Abstract
Background
Patients at low risk for acute coronary syndrome (ACS) are frequently admitted for observation and cardiac testing, resulting in substantial burden and cost to the patient and the healthcare system.
Objectives
The purpose of this investigation was to measure the effect of the Chest Pain Choice decision aid (CPC) on overall healthcare utilization as well as utilization of specific services both during the index emergency department visit and in the subsequent 45 days.
Methods
This was a planned secondary analysis of data from a pragmatic multicenter randomized trial of shared decision making in adults presenting to the emergency department with chest pain who were being considered for observation unit admission for cardiac stress testing or coronary computed tomography angiography. The trial compared an intervention group engaged in shared decision making facilitated by CPC decision aid to a control group receiving usual care (UC). Hospital-level billing data were used to measure utilization for the index emergency department visit and during the following 45 days. Patients in both groups also were asked to keep a diary recording healthcare utilization over the same 45-day period. Outcomes assessed included length of time in the emergency department and observation, emergency department visits, office visits, hospitalizations, testing, imaging, and procedures.
Results
Of the 898 patients included in the original trial, we were able to contact 834 (92.9%) patients for 45-day health care diary review. There was no difference in patient reported healthcare utilization between the study arms. Hospital-level billing data were obtained for all 898 (100%) patients. During the initial emergency department visit the length of stay was similar, and there was no difference in the frequency of observation unit admission between study arms.
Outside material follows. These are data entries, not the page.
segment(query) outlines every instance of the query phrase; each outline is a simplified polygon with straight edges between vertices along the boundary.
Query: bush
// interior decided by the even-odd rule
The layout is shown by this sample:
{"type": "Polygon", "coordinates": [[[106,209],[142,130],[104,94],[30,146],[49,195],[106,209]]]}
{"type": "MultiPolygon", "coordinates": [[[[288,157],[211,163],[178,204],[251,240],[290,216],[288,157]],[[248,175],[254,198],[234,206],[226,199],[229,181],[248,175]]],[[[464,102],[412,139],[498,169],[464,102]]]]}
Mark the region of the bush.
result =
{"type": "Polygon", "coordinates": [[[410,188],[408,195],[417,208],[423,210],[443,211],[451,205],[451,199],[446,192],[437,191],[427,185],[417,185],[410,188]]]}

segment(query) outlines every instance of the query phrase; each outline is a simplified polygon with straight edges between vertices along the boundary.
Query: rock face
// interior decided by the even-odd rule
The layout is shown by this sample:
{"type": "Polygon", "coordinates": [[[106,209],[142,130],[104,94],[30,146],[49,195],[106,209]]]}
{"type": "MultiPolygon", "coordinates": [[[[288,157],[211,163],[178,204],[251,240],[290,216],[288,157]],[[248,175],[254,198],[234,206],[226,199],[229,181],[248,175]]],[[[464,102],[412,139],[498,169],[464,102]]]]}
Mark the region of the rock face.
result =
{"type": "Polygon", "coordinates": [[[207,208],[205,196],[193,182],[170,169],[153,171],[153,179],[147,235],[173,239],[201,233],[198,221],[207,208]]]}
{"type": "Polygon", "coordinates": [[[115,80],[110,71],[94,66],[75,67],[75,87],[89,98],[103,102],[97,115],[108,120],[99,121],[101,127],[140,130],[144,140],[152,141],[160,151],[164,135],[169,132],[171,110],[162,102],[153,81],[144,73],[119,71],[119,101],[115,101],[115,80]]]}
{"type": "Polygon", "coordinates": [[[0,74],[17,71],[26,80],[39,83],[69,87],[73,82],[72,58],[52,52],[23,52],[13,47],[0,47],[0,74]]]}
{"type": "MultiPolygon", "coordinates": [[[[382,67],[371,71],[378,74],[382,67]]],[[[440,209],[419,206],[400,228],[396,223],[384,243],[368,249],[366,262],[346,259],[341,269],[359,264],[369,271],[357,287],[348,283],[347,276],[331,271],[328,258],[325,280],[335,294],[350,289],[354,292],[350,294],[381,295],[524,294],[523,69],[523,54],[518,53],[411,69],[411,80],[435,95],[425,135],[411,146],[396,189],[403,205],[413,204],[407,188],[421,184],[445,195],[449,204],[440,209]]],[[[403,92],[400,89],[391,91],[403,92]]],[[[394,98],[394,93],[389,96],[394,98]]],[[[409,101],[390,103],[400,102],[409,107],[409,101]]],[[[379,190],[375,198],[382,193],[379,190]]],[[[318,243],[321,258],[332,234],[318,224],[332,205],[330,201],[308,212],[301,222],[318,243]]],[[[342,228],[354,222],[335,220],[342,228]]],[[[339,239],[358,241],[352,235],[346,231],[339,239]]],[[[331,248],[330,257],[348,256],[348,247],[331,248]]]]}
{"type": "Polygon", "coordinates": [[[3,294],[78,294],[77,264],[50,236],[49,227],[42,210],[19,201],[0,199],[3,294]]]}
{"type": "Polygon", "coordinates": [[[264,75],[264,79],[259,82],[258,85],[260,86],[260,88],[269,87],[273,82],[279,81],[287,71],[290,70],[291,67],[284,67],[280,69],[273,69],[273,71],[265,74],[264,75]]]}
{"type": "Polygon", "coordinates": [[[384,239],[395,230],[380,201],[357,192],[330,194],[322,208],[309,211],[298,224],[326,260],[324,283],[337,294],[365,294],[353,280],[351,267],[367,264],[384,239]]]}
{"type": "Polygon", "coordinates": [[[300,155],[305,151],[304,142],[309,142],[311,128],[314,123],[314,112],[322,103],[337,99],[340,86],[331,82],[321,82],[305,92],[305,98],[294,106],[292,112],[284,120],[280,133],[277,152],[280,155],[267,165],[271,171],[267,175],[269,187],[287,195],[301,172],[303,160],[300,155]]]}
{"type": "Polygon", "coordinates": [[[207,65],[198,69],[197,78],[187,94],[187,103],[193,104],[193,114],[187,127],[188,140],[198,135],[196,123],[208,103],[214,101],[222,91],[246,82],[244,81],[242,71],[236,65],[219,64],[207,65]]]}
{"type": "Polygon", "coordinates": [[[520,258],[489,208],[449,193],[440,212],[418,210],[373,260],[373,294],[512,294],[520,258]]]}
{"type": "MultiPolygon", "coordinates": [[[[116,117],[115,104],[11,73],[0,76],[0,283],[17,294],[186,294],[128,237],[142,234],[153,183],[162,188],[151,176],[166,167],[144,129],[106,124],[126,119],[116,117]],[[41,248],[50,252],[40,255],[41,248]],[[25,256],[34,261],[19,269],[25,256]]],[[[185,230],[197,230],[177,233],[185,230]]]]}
However, the mean observation unit length of stay was 95 minutes [95%CI 40.8, 149.8] shorter in the CPC arm and the mean number of tests was lower in the CPC arm [Decrease in 19.4 imaging studies per 100 patients, 95%CI 15.5, 23.3]. When evaluating the entire encounter and follow-up period, the intervention arm underwent fewer tests [Decrease in 125.6 tests per 100 patients, 95%CI 29.3, 221.6]. More specifically, there were fewer advanced cardiac imaging tests completed [25.8 fewer per 100 patients, 95% CI 3.74, 47.9] in the intervention arm.
Conclusions
Shared decision-making in low risk chest pain can lead to decreased diagnostic testing without worsening outcomes measured over 45 days.